Krausz partition
A Krausz partition , named after the Hungarian mathematician József Krausz († 1944), is in graph theory a set of subgraphs of a graph with the following properties:
- Each element of is a complete graph .
- Each edge is contained in exactly one element of .
- Each node is contained in at most two elements of .
Beinke, Krausz, van Rooij and Wilf were able to show in the 1960s that the following statements are equivalent:
- is an edge graph to a graph .
- has a Krausz partition .
That means, there exists an archetype of an edge graph if and only if Krausz is partitionable .
For example, the graph is not Krausz-partitionable and is therefore not an edge graph for any graph .
example
Let be the following graph. As described above, this should be partitioned into complete subgraphs with the desired properties.
By trial and error or with the Roussopoulos algorithm, the following partitioning can be found:
With the Krausz partition the underlying original graph can be constructed as follows :
- The set of nodes results from :
- is the set of complete subgraphs of the Krausz partition just determined, so . In this example is therefore .
- is the set of nodes from which are in exactly one of the complete subgraphs from . In this example . The nodes and are each available in exactly two of the complete subgraphs and are therefore not elements of .
- For the edge set of applies to:
- , d. H. two different elements from are connected when they have a common node from . In our example, they are all connected.

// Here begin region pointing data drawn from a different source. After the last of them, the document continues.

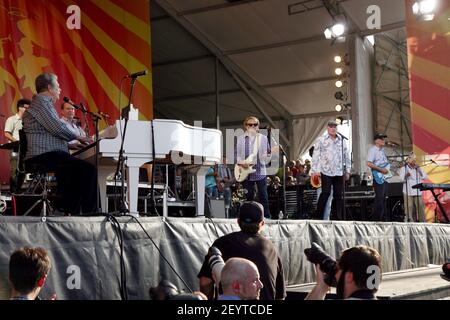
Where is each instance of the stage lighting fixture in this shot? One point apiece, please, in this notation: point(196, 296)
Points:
point(335, 31)
point(339, 83)
point(339, 95)
point(424, 9)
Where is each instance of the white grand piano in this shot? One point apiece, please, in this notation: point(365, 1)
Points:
point(174, 141)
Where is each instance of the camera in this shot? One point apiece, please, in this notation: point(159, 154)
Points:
point(216, 263)
point(328, 265)
point(166, 290)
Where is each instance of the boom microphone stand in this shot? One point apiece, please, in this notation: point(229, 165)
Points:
point(123, 206)
point(95, 118)
point(283, 163)
point(344, 172)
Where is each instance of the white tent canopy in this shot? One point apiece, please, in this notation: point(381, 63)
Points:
point(276, 47)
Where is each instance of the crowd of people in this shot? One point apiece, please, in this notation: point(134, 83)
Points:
point(251, 269)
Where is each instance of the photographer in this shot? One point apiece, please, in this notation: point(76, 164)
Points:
point(251, 245)
point(240, 280)
point(356, 275)
point(28, 270)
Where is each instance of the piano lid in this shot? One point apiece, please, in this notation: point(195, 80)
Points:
point(173, 138)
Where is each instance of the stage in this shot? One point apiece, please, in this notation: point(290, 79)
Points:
point(86, 257)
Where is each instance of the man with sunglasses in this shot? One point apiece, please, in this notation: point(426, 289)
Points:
point(248, 154)
point(378, 162)
point(330, 151)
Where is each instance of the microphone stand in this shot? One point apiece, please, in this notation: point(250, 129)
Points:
point(95, 118)
point(123, 207)
point(283, 161)
point(283, 157)
point(344, 172)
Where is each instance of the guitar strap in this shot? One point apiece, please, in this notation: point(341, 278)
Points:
point(255, 147)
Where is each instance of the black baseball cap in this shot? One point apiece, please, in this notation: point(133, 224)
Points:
point(379, 136)
point(251, 212)
point(332, 123)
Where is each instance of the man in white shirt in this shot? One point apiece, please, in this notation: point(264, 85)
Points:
point(12, 126)
point(412, 174)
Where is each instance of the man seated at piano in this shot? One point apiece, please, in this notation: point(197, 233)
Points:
point(412, 174)
point(12, 126)
point(73, 124)
point(47, 140)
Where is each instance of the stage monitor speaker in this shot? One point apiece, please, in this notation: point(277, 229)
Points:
point(23, 202)
point(218, 208)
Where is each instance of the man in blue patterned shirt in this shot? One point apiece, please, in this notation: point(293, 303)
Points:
point(327, 161)
point(47, 145)
point(377, 161)
point(260, 156)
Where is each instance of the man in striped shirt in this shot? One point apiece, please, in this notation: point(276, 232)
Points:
point(47, 145)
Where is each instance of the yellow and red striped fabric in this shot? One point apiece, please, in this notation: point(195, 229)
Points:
point(429, 76)
point(114, 40)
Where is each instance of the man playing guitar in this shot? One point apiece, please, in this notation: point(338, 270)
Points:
point(252, 154)
point(377, 161)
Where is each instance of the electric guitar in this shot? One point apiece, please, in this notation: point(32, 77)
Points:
point(241, 173)
point(379, 177)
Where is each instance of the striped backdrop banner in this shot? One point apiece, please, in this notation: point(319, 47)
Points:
point(113, 40)
point(429, 76)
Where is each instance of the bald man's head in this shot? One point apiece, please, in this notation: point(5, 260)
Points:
point(240, 277)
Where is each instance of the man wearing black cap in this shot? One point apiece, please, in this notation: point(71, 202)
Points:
point(377, 161)
point(251, 245)
point(330, 153)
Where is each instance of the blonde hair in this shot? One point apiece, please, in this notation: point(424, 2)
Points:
point(250, 117)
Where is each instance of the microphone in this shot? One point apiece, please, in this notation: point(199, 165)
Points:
point(136, 74)
point(392, 144)
point(342, 135)
point(67, 100)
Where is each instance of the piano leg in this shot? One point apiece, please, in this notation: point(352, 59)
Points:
point(103, 173)
point(200, 190)
point(132, 190)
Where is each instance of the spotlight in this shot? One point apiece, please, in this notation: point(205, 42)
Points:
point(339, 84)
point(339, 96)
point(335, 31)
point(424, 9)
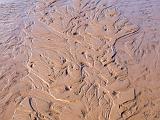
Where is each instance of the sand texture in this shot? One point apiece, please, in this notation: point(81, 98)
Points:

- , d. H. a node from is connected to one if this node is part of the complete subgraph . In our example this leads to the edges and .
This construction leads to the following archetype:
literature
- József Krausz: Demonstration nouvelle d'une théorème de Whitney sur les réseaux . In: Matematikai és Fizikai Lapok . tape 50 , 1943, pp. 75-85 .
- Lutz Volkmann: Foundations of the graph theory . Springer, Vienna / New York 1996, ISBN 3-211-82774-9 , pp. 182-183 .
- Nicholas D. Roussopoulos: A max {m, n} algorithm for deterministic mining the graph H from its line graph G . S. 108-112 , doi : 10.1016 / 0020-0190 (73) 90029-X ( [1] ).